I'm not the only one who is disappointed in the U.S. Supreme Court's refusal to overrule Brulotte v. Thys, the case establishing the per se unenforceability of postexpiration patent royalties (see my post here). For further criticism of the Court's elevation of form over substance, see Judge Richard Posner's article in Slate (which also discusses the U.S. Supreme Court's decision in King v. Burwell, on the Affordable Care Act) and Professor Herb Hovenkamp's paper Brulotte's Web, available on ssrn here. Key quote from Judge Posner: "Justice Elena Kagan’s majority opinion is a veritable paean to stare
decisis, which means adhering to precedent. When a half century–old
precedent is demonstrably erroneous, and has not generated substantial
reliance interests, and doesn’t even have a constitutional or statutory
pedigree but is purely judge-created, the refusal to overrule it is mere
antiquarianism." Here is Professor Hovenkamp's abstract:
Kimble v. Marvel Entertainment held that stare decisis required the Supreme Court to adhere to the half century old, much criticized rule in Brulotte v. Thys. Justice Douglas' Brulotte opinion concluded that license agreements requiring royalties measured by use of a patent after its expiration are unenforceable per se. The court need not inquire into market power nor anticompetitive effects, effects on innovation, and it may not accept any defense. Congress can change the rule if it wants to, but has resisted many invitations to do so.
Under Brulotte a hybrid license on a patent and a trade secret requires a royalty reduction when the patent expires. But there is little reason for thinking that a process is worth more to a licensee when it is covered by both a patent and a trade secret than when it is covered by only a single right. What the licensee wants is access to a technology that reduces its costs or improves the quality of its output. Those numbers are determined by market value and product competition, and are not obviously affected by the number and kind of IP rights that they embody. For example, the price I am willing to pay for a patented weed killer for my back yard is not higher because I know that production of the weed killer is protected by a trade secret as well as a patent.
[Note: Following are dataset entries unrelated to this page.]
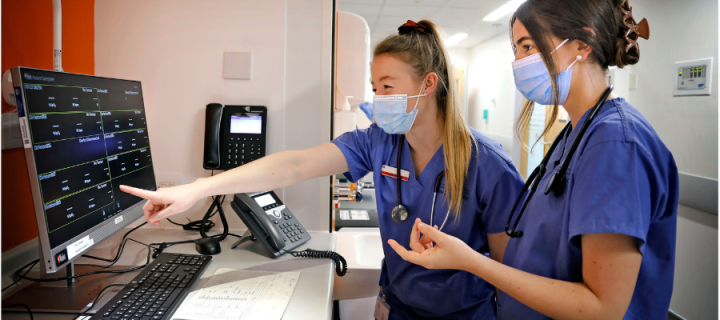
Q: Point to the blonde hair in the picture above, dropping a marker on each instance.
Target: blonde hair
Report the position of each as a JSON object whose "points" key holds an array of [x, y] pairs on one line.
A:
{"points": [[425, 52]]}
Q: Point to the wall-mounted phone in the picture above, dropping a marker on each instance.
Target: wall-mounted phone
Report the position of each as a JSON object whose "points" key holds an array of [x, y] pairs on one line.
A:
{"points": [[270, 222], [234, 135]]}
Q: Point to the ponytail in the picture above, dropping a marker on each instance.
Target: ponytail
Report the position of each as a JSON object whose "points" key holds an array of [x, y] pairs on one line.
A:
{"points": [[420, 45]]}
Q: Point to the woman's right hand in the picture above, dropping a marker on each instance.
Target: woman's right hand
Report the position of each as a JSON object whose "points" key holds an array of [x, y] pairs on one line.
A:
{"points": [[166, 201]]}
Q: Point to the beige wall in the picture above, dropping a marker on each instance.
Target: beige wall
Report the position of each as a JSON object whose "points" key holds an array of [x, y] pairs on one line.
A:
{"points": [[176, 49]]}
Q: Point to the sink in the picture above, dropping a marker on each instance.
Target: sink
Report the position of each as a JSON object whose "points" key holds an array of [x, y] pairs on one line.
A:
{"points": [[362, 248]]}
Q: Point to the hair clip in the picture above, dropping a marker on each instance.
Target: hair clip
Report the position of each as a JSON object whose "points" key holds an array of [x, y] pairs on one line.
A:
{"points": [[635, 29], [412, 26]]}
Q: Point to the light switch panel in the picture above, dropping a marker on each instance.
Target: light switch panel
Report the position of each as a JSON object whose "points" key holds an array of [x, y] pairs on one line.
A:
{"points": [[237, 65], [693, 78]]}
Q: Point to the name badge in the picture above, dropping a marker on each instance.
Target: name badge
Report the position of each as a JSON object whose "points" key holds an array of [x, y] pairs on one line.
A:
{"points": [[392, 172]]}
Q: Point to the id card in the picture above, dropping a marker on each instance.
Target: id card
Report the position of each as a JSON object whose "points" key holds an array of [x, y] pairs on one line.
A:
{"points": [[382, 309], [392, 172]]}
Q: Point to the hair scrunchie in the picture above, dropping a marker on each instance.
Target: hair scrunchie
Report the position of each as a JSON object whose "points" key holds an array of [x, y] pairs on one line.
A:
{"points": [[412, 27]]}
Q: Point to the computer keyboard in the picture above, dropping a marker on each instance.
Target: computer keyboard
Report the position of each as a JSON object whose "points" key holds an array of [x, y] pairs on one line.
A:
{"points": [[158, 290]]}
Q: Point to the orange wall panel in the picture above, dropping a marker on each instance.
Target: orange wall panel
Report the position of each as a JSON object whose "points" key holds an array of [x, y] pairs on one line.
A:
{"points": [[27, 41]]}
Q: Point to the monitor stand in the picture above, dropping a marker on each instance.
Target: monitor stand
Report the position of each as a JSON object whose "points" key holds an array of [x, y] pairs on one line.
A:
{"points": [[71, 296]]}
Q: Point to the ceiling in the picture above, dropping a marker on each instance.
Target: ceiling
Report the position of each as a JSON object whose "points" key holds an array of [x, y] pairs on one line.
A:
{"points": [[453, 16]]}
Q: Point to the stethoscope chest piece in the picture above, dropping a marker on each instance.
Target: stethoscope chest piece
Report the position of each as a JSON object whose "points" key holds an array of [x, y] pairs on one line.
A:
{"points": [[400, 213]]}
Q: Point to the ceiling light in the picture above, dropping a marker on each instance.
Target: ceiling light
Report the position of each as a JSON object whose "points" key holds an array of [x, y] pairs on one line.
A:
{"points": [[504, 10], [449, 42]]}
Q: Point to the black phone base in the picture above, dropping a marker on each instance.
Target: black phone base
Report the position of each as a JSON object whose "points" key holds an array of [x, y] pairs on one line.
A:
{"points": [[247, 236]]}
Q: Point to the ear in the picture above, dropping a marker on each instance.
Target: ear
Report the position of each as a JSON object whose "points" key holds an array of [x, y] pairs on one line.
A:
{"points": [[431, 81]]}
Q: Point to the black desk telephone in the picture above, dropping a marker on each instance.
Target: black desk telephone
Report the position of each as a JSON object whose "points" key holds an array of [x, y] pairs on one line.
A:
{"points": [[272, 224], [234, 135]]}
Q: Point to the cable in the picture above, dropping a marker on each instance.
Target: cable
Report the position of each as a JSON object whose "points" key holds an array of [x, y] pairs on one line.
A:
{"points": [[217, 202], [195, 225], [95, 272], [21, 305], [32, 265], [340, 263], [98, 298], [164, 245]]}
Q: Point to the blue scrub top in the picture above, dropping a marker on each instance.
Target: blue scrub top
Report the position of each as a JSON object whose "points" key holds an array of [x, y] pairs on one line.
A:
{"points": [[492, 185], [622, 179]]}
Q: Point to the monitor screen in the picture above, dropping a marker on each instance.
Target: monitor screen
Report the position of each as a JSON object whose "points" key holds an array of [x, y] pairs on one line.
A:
{"points": [[245, 124], [88, 135]]}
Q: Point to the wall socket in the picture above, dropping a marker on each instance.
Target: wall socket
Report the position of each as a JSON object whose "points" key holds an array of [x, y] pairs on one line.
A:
{"points": [[167, 180]]}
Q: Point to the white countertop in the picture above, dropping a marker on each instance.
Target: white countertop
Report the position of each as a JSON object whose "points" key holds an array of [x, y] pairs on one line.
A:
{"points": [[313, 294]]}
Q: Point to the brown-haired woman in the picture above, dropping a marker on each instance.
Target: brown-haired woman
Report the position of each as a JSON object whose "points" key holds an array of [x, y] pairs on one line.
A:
{"points": [[598, 240], [439, 156]]}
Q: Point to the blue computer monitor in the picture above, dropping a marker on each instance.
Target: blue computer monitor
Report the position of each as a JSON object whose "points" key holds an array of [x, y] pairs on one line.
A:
{"points": [[83, 137]]}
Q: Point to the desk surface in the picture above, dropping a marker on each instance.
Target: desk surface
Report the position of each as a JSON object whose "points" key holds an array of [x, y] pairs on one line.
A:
{"points": [[312, 298]]}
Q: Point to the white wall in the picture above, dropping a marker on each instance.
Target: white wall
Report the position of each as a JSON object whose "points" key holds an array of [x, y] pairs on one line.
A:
{"points": [[459, 57], [687, 125], [680, 30], [491, 86], [684, 30], [176, 49]]}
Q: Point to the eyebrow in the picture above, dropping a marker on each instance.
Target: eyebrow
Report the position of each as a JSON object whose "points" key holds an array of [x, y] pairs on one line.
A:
{"points": [[381, 79], [523, 39]]}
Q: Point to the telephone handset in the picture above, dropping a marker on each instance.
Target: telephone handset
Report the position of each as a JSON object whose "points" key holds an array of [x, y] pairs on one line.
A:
{"points": [[270, 222], [234, 135]]}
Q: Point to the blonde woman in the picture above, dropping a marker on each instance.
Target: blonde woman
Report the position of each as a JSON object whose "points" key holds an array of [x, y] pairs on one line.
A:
{"points": [[597, 239], [418, 117]]}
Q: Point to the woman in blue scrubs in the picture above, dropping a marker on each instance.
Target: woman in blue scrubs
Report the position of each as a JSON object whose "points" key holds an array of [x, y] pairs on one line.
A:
{"points": [[600, 243], [418, 118]]}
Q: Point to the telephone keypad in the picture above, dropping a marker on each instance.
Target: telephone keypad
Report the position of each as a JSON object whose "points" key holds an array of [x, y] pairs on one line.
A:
{"points": [[237, 151], [292, 231]]}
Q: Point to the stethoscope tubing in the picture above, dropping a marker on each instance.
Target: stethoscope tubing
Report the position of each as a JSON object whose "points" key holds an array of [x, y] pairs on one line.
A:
{"points": [[435, 190]]}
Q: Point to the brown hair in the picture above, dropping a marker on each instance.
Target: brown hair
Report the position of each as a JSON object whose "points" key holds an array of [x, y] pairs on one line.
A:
{"points": [[567, 19], [421, 46]]}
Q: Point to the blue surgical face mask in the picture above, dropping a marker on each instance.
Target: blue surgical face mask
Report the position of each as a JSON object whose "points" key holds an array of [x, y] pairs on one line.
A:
{"points": [[533, 79], [390, 112]]}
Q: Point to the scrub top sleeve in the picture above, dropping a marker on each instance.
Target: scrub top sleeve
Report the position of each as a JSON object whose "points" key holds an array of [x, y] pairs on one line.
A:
{"points": [[499, 198], [612, 192], [355, 146]]}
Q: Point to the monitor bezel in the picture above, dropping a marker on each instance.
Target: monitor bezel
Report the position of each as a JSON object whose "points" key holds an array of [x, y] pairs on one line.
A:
{"points": [[129, 215]]}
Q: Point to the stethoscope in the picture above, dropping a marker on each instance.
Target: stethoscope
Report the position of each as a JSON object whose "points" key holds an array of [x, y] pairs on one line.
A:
{"points": [[400, 212], [557, 181]]}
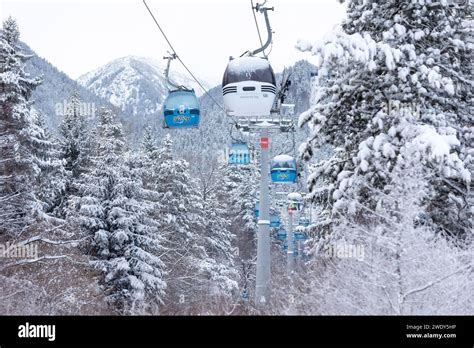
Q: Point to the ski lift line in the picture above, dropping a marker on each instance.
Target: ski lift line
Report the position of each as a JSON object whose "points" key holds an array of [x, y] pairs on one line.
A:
{"points": [[182, 63], [258, 29]]}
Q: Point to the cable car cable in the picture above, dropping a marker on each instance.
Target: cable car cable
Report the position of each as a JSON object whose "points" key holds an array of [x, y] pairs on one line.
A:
{"points": [[179, 59], [258, 29]]}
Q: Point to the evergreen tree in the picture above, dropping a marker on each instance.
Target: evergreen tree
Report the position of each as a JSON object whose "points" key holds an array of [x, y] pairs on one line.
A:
{"points": [[395, 74], [114, 211], [179, 212], [51, 183], [218, 239], [18, 168]]}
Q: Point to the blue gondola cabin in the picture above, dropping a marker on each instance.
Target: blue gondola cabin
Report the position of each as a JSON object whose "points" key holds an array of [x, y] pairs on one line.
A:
{"points": [[283, 169], [181, 109]]}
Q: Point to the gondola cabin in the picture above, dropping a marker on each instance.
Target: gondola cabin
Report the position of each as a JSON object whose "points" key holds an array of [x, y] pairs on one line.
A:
{"points": [[283, 169], [249, 87], [274, 221], [281, 235], [295, 201], [303, 222], [256, 209], [298, 235], [181, 109], [238, 154]]}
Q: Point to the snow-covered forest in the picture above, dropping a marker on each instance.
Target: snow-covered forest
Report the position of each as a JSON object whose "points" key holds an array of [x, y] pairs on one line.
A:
{"points": [[128, 218]]}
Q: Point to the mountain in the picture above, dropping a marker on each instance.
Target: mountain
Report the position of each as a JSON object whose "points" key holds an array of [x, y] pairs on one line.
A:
{"points": [[55, 90], [136, 85]]}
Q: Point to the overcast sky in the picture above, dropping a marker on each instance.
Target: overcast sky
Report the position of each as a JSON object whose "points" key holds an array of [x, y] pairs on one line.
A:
{"points": [[79, 36]]}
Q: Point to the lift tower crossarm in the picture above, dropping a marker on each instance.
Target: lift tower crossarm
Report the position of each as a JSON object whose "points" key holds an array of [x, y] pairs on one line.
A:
{"points": [[264, 10]]}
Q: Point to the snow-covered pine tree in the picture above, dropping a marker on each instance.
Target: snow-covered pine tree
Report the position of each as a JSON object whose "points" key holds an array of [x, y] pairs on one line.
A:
{"points": [[396, 73], [180, 215], [18, 169], [51, 183], [114, 212], [391, 266], [218, 241], [241, 184], [75, 137]]}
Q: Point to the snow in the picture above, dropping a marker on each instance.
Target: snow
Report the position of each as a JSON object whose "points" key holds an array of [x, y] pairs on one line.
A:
{"points": [[283, 158], [244, 64], [436, 144], [295, 196]]}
One area where Brulotte/Kimble threatens efficient risk sharing is reach through royalties. Researchers in some areas often require costly patented research tools, or inputs, that may produce considerable value once a successful product has been developed. The research might succeed in producing a valuable drug but there is also a high chance that it will fail. A rational way to price out such an asset is conditionally, perhaps with little or no royalty during the research period, but a substantial royalty down the road if the project succeeds. Depending on the age of the patent and the timeline for the project, this can contemplate royalties on the pharmaceutical drug long after the patent on the research tool expires.
A lively debate has emerged about the economics of reach through royalties, with some believing that they contribute to a patent "thicket" that is difficult for researchers to negotiate, and others arguing that they constitute a reasonable form of risk sharing. That issue is a serious one and should never be addressed by any rule as ham handed as the Brulotte per se rule against post-expiration royalties.
One problematic effect of Kimble is that antitrust tying law is undergoing a process of revision that is coming close to removing per se illegality. That has largely happened for just the reasons that the Court suggested: the underlying economic theory has changed, de-emphasizing harmful leverage and emphasizing efficiencies. By contrast, the patent law of tying arrangements -- heavily borrowed from antitrust -- remains stuck in a time warp until Congress gets around to changing it.
In defending its rule of stare decisis, the Kimble Court also observed that the challenged practice involved two areas of law, property and contract, where stare decisis has traditionally been regarded as strong because of reliance interests. A legal regime that previously permitted unlimited licensing but then adopted the Brulotte rule could certainly upset many reliance interests. When the legal change is in the other direction, however the weight of reliance interests is less clear. The real impact of overruling would be on those people, who like the parties in Kimble, wrote their agreements in ignorance of Brulotte. In such cases the effect of overruling would be that these parties would get precisely what they bargained for.
The Kimble Court rejected Kimble's proposed alternative -- namely, that post-expiration royalty extensions be addressed under a rule of reason. The Court found this unacceptable, substituting a bright line (although ill conceived) rule for something as complex and indeterminate as antitrust's rule of treason. But nearly every commercial transaction in the country is subject to antitrust evaluation under Section 1 of the Sherman Act. Agreements requiring post-expiration payments would join the general run of agreements that are nearly always legal.Finally, for those of you with access to Bloomberg BNA's World Intellectual Property Report, Canadian attorney Sheldon Burshstein has published an interesting article (available here, behind a paywall) titled "Law on Post-Patent Royalties Differs Between Canada and U.S." As the title suggests, Mr. Burshtein believes that Kimble would have come out the other way in Canada.